If we’ve learned anything over the past month, it is that there are varying degrees of crazy and that not all birthers are created equal.

imageEarly in the birther movement we saw the Great Schism between the Eastern Orthodox birthers, lead by the patriarch Philip Berg (those of Eastern faith believe Barack Obama was born in Kenya, but that if he had been born in the United States, then he was born a natural born citizen) and the Catholic birthers, known for their veneration of the Blessed Orly Taitz (BOT), who believe Obama was not a natural born citizen wherever he was born because his father was British. Pope Leo Donofrio is the spiritual father of this group and Mario Apuzzo heads the Congregation for the Doctrine of the Faith. The official split between the two groups was the Taitz v. Liberi lawsuit in which each side excommunicated the other and damned them to hell.

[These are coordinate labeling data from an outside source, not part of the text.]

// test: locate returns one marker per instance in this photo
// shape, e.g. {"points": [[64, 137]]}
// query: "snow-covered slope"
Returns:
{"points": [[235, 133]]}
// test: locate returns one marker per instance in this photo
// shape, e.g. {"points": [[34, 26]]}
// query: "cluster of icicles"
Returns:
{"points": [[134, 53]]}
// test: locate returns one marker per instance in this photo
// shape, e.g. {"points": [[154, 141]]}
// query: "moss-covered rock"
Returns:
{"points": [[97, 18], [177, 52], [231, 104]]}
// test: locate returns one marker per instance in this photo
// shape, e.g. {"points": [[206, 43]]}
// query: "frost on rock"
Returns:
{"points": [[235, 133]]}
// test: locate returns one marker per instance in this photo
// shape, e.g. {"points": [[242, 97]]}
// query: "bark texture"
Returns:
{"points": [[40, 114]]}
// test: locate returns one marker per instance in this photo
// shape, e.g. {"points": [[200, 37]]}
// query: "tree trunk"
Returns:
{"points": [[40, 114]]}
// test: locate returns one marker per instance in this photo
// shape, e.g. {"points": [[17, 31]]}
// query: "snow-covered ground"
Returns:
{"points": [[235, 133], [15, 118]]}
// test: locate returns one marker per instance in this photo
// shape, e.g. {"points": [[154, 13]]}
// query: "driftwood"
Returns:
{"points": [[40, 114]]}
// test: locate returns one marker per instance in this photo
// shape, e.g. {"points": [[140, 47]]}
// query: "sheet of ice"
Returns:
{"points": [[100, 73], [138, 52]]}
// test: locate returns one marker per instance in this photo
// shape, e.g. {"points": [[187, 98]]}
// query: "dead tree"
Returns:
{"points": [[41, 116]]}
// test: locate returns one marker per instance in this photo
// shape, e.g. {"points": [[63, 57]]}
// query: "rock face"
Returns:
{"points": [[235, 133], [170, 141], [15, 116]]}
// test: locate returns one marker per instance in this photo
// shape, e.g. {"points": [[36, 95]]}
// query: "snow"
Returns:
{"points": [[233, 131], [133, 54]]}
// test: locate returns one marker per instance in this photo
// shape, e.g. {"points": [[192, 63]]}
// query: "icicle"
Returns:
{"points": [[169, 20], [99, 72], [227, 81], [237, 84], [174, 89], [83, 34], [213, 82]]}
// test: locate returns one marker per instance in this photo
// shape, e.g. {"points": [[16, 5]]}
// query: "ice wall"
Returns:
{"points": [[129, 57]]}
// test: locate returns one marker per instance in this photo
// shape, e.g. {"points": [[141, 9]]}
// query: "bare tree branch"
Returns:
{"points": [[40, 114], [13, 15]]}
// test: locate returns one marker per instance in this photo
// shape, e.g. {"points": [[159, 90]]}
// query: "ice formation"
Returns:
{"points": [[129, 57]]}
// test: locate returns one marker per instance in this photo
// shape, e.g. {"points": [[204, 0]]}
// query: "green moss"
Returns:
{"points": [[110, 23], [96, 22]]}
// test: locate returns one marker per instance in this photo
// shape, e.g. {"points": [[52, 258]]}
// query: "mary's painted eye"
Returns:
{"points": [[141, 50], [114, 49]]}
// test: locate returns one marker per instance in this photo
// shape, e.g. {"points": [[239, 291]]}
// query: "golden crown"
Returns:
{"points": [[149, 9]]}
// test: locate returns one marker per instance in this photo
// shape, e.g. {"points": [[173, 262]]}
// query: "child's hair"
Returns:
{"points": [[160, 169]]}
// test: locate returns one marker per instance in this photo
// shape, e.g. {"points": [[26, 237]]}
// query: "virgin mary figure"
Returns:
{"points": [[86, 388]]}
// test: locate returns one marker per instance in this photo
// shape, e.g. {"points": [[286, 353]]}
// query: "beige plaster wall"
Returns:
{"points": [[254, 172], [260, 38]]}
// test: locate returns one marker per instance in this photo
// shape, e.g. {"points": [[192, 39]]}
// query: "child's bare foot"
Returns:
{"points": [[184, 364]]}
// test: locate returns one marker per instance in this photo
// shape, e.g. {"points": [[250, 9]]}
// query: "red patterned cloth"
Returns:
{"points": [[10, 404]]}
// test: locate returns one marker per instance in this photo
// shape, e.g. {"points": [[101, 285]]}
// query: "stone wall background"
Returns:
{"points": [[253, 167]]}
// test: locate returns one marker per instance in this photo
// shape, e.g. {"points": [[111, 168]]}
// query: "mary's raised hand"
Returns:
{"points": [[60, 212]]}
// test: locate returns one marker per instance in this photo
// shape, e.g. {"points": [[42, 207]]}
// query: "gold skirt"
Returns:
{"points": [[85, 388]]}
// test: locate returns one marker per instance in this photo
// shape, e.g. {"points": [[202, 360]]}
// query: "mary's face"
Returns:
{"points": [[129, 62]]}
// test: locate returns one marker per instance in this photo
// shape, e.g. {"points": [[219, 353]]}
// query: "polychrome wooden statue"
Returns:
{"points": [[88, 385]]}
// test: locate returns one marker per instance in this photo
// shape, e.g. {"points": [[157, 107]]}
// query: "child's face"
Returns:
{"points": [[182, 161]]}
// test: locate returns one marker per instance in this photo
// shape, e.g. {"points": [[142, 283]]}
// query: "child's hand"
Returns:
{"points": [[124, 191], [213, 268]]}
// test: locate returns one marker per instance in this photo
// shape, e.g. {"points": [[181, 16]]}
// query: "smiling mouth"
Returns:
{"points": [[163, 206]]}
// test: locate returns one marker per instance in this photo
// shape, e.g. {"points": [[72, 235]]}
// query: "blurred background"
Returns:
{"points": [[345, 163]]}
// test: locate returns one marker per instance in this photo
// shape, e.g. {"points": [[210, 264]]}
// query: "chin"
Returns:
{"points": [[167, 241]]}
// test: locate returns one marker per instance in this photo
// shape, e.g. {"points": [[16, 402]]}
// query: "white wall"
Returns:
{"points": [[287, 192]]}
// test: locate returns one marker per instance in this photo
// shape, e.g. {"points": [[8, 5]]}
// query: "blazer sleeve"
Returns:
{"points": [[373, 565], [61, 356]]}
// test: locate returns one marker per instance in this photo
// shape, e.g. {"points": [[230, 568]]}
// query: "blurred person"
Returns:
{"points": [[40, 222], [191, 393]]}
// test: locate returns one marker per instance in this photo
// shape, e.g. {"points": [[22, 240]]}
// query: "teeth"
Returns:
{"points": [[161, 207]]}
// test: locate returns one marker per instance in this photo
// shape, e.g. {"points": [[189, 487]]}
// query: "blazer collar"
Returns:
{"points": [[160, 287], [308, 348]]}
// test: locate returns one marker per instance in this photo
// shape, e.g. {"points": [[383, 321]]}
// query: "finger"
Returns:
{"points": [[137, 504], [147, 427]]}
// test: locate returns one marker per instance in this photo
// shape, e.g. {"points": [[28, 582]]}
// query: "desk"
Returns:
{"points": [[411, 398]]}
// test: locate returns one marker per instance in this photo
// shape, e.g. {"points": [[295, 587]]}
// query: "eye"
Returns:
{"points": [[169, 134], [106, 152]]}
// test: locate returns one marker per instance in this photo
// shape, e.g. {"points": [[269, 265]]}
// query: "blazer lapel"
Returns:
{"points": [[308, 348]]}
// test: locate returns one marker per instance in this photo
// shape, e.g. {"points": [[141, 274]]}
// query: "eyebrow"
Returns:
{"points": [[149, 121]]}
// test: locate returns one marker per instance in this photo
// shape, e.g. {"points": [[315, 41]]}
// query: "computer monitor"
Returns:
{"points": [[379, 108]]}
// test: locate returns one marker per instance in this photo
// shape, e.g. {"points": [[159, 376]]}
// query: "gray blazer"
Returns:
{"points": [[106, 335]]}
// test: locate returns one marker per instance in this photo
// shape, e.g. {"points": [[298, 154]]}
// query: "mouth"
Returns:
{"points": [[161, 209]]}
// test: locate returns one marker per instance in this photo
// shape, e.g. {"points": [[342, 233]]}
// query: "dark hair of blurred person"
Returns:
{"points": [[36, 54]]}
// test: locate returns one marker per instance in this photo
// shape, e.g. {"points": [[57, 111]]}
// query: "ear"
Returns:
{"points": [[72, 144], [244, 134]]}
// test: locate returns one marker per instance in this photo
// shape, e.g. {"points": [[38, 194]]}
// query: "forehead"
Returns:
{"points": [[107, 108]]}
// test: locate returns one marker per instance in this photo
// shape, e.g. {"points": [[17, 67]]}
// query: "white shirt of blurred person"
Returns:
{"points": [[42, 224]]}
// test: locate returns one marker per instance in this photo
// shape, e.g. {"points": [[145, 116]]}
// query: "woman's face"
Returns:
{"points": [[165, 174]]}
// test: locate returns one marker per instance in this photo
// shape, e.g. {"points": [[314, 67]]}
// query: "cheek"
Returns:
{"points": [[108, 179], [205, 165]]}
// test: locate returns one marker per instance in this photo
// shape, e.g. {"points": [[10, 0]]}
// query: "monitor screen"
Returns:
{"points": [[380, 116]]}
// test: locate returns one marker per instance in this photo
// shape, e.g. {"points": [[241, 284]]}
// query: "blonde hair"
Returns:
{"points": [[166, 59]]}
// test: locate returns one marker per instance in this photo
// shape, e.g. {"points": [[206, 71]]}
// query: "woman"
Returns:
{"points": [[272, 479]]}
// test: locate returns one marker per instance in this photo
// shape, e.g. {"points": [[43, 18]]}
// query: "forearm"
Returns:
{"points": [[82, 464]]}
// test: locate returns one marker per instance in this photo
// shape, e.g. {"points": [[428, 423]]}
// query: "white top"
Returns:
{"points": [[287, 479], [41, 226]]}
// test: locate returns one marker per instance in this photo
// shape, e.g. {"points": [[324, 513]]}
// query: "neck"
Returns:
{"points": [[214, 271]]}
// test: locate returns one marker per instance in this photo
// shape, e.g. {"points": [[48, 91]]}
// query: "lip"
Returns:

imageCorruption within the Catholic birther movement has led some to question the infallibility of its leadership. These so-called Protestant Birthers are led by the reformer Dean Haskins. Haskins broke with the Catholic birthers through his heterodox refusal to venerate the BOT. Haskins has used a historical-critical methodology to show why the veneration of Taitz is against the long-term interests of the faith.

While I can describe these denominational categories and perhaps some will find them useful, the birther sheep in the flock may not clearly discern the divisions, and may remain in a state of internal self contradiction.

This brings me to the instance of David Farrar. The BOT is, after all, his attorney, a most sacred institutional attachment. Nevertheless, it appears that Farrar was appalled at the letter Taitz wrote (ostensibly on his behalf) to the Georgia Secretary of State, a letter making a scurrilous attack against a Georgia Judge.